Grafted Tomato Update

Throughout the summer I've been reporting on the grafted tomatoes, called Mighty Matos, that Log House Plants sent me to try out.  Go here to see the earlier posts.

As I've said before, it is hardly fair to send a tomato to my house and expect it to live.  I'm just a few blocks from the Pacific Ocean, and it's always cold and foggy here, even in summer.  Yesterday, Labor Day, we turned the heater on for the first time.  Sweaters are regular August attire. And I'm on the road a lot, so I'm just not the most attentive summer vegetable gardener.  So really, this may not be the best possible trial they could have gotten.

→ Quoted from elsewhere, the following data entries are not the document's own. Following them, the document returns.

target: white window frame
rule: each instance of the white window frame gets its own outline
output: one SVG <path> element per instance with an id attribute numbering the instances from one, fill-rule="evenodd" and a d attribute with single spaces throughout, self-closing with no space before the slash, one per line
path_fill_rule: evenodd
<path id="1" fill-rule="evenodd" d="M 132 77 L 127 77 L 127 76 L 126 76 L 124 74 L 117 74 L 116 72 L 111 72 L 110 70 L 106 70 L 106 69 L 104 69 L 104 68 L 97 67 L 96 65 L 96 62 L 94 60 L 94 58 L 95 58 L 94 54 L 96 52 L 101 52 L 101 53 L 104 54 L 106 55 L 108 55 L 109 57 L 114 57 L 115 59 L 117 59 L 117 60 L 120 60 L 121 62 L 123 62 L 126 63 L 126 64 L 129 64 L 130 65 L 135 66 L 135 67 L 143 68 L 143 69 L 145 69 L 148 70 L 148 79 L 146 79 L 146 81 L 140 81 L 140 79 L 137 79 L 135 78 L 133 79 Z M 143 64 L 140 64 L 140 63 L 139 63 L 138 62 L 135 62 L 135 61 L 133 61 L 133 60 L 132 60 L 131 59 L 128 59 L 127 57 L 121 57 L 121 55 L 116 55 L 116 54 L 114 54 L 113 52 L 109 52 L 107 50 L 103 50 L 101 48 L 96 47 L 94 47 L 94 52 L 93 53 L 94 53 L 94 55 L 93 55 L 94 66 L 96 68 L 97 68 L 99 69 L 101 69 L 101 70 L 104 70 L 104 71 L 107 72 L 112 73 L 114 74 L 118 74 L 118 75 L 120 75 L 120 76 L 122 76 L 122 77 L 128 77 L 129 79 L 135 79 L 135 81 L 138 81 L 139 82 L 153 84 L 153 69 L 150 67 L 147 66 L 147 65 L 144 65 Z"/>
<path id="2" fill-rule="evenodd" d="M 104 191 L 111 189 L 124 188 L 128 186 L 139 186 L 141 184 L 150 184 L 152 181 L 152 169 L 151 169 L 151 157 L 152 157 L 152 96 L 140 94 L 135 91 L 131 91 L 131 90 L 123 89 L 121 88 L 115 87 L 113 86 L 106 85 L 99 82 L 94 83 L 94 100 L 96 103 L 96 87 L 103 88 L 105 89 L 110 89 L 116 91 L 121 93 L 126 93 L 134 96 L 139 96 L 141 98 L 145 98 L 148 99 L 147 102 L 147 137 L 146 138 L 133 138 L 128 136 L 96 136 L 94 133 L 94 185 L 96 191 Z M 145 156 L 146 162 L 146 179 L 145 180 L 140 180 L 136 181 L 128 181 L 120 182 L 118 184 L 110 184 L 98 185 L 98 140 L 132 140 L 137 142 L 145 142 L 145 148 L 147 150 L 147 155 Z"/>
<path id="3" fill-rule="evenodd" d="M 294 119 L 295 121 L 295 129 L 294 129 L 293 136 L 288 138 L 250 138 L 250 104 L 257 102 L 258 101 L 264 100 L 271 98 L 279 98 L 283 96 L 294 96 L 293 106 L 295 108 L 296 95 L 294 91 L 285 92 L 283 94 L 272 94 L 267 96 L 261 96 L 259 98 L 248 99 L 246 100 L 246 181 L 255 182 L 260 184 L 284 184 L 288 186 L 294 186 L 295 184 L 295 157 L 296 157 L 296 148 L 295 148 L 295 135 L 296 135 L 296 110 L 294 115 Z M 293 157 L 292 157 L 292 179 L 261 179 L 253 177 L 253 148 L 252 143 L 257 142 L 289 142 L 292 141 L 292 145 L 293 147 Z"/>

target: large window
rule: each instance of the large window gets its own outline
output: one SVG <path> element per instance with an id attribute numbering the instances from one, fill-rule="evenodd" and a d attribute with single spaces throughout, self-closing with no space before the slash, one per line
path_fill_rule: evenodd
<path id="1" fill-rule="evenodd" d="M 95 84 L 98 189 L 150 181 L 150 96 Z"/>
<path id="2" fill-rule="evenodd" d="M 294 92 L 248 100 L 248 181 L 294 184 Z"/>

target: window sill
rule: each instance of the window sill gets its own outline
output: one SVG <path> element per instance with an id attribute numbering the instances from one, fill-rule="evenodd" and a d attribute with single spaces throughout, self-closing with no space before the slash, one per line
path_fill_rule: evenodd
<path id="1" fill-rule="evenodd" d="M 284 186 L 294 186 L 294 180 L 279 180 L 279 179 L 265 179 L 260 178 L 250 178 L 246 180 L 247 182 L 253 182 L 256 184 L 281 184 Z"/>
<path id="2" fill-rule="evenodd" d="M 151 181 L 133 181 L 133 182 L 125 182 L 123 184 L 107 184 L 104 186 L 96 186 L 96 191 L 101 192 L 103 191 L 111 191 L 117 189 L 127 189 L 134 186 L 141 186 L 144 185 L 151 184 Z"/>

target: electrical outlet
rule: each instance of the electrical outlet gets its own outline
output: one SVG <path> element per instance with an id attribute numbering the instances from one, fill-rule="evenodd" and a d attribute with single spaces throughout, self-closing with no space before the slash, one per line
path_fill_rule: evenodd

Here's a rather ugly picture of the messy tomato patch.  I put them in containers to keep the chickens away; that's what the little lattice is for, also.  If this experiment is successful, I'll build a better tomato bed next year. 

Grafted tomato2

I would say that, between the grafted Sungold and the regular Sweet 100 I bought on impulse at the garden center, I've harvested about 20 cherry tomatoes as of early September.  Not enough to even bring in the house–they all get eaten right off the vine.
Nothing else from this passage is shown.